Le gouvernement français a annoncé son intention de baisser le prix du paracétamol, un médicament largement utilisé pour traiter la douleur et la fièvre, selon Franceinfo - Santé. Cette décision, qui vise à réduire les coûts pour les patients, est cependant accueillie avec inquiétude par les professionnels de la santé et les fabricants de médicaments.

Ce qu'il faut retenir

  • Le gouvernement prévoit de baisser le prix du paracétamol de 10 centimes par boîte.
  • Cette mesure permettrait d'économiser environ 30 millions d'euros par an pour la Sécurité sociale.
  • Les professionnels de la santé et les fabricants de médicaments craignent que cette décision n'affecte negativement la production et la disponibilité du médicament en France.

Contexte et conséquences

Actuellement, une boîte de Doliprane, l'antalgique le plus acheté par les Français, est vendue 2,18 euros en pharmacie et rapporte 76 centimes d'euros hors taxes aux laboratoires qui commercialisent du paracétamol. La décision du gouvernement de baisser le prix de 10 centimes par boîte pourrait donc avoir des répercussions sur les marges des fabricants et des pharmacies.

Les professionnels de la santé et les fabricants de médicaments ont exprimé leurs inquiétudes quant à l'impact de cette décision sur l'industrie pharmaceutique française.
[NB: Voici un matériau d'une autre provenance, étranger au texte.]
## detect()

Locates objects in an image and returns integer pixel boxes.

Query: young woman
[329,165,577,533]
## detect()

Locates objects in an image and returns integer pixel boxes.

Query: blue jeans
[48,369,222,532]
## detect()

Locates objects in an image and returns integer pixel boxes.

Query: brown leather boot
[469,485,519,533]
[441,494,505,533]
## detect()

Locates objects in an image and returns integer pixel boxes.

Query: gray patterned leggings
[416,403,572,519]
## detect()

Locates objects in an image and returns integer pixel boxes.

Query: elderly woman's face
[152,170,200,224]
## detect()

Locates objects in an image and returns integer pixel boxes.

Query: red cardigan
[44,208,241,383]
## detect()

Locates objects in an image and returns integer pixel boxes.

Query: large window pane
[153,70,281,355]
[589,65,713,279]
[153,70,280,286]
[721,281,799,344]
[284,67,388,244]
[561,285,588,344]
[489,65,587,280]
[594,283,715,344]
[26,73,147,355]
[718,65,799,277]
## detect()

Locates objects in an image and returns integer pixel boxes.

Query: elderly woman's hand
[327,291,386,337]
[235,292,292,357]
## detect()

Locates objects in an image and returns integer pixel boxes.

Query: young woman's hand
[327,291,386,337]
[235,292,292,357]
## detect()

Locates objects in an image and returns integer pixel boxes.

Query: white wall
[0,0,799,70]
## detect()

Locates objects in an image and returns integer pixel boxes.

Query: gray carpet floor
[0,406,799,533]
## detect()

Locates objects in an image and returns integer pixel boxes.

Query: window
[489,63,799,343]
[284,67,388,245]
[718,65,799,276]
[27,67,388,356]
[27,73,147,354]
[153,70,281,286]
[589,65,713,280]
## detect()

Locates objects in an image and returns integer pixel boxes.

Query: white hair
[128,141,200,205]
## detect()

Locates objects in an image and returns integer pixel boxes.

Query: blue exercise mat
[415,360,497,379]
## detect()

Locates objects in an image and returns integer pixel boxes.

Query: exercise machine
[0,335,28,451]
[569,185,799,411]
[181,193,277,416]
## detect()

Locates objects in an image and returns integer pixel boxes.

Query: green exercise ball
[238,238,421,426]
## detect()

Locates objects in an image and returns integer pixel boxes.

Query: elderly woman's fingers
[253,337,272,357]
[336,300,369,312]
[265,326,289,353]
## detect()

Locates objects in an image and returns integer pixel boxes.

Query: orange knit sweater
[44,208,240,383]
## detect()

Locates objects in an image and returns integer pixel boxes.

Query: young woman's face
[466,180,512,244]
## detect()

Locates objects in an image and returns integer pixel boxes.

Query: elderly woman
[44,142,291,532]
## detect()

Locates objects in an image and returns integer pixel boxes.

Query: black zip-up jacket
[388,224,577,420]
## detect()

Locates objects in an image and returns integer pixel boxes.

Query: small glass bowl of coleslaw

Ils craignent que la réduction des prix ne les oblige à réduire leurs investissements dans la recherche et le développement de nouveaux médicaments, ce qui pourrait avoir des conséquences à long terme sur la santé publique.

Impact sur l'industrie pharmaceutique

Le projet de production de paracétamol en France, lancé en 2020 par le président Emmanuel Macron, vise à retrouver une souveraineté nationale dans l'industrie du médicament. Cependant, les fabricants de médicaments estiment que la baisse du prix du paracétamol pourrait fragiliser ce projet et mettre en danger les emplois liés à la production de ce médicament.

Les élus du Lot-et-Garonne, où se situe le site de production d'Upsa, ont envoyé un courrier au Premier ministre pour exprimer leurs inquiétudes quant à l'impact de la décision sur les 1 600 emplois du site.

Et maintenant ?

Les responsables des laboratoires français ont rendez-vous la semaine prochaine avec le ministre de l'Industrie, Sébastien Martin, pour discuter de cette décision et de ses conséquences potentielles. Les prochaines semaines seront donc cruciales pour déterminer l'impact de cette mesure sur l'industrie pharmaceutique française et sur la santé publique.

Il est à noter que produire le principe actif en France coûte 60% plus cher que dans les pays asiatiques, ce qui rend la situation encore plus complexe. Les économistes de la santé estiment que les investissements dans la production de paracétamol en France ne peuvent être amortis qu’avec une hausse du prix du médicament, ce qui va à l'encontre de la décision actuelle du gouvernement.